How to Avoid the Federal Inheritance Tax, Avoiding Tax Liability
67Avoid Federal Inheritance Tax by Giving Financial Amounts Under Tax Liability
The easiest way to avoid inheritance tax is to give your cash and assets away while you are still alive. Learn more here, What are inheritance taxes?
You can make these gifts and donations to family members, charities, and political parties. You can gift money to your children for their wedding, tax free, as well as to your spouse. There are limits on the amounts each year. If you leave all of your assets to your spouse in the event of your death you can avoid inheritance tax completely.
Inheritance for Surviving Relatives
If you have left your estate to your spouse, your children will be responsible for paying the inheritance tax upon the death of the parent, so planning is recommended. The gifts cannot adversely affect your normal standard of living and must be made out of regular income. One way to avoid inheritance tax is to spread out the amount of the inheritance gift to several surviving heirs.

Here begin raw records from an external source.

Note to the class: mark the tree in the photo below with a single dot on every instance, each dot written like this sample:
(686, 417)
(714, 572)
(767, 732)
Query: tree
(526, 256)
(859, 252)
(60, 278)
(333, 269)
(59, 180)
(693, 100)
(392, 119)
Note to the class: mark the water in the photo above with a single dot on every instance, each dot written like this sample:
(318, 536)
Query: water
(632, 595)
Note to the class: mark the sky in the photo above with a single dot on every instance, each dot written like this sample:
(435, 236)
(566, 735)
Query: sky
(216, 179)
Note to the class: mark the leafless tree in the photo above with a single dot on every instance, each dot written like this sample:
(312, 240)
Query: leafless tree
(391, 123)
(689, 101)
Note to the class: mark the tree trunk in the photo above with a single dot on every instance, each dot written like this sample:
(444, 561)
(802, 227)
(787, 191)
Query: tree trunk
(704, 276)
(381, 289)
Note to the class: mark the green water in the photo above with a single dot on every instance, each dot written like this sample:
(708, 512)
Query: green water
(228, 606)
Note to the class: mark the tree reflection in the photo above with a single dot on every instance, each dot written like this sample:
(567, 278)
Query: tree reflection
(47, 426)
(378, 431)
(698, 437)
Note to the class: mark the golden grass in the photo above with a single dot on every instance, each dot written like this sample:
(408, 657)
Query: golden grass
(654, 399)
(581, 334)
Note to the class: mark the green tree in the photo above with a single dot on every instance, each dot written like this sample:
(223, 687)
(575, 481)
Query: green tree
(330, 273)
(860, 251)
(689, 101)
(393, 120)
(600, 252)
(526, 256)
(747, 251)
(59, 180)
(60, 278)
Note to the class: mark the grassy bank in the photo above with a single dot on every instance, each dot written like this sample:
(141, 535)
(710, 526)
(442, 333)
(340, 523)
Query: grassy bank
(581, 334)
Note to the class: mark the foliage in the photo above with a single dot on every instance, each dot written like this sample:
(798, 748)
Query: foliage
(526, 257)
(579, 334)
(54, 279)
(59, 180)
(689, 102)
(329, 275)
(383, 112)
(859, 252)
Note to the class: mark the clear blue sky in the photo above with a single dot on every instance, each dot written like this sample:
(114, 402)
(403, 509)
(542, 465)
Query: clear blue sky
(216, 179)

Inheritance Planning to Avoid Tax Liability
When planning on reducing your estate you must be careful with how much you give. It is important to give small amounts to a large number of people. You may also give large gifts as wedding presents to your children and making donations to charitable organizations. A will is important to have to make sure all of your assets are divided up properly so that one person does not end up paying taxes on all of your assets.
Inheritance Tax Waiver
If you plan on leaving any stocks to your children or spouse, then you will need to have an inheritance tax waiver. This waiver will transfer these stocks and they can avoid paying the inheritance tax on them. Whoever receives the stocks will be responsible for the tax on them.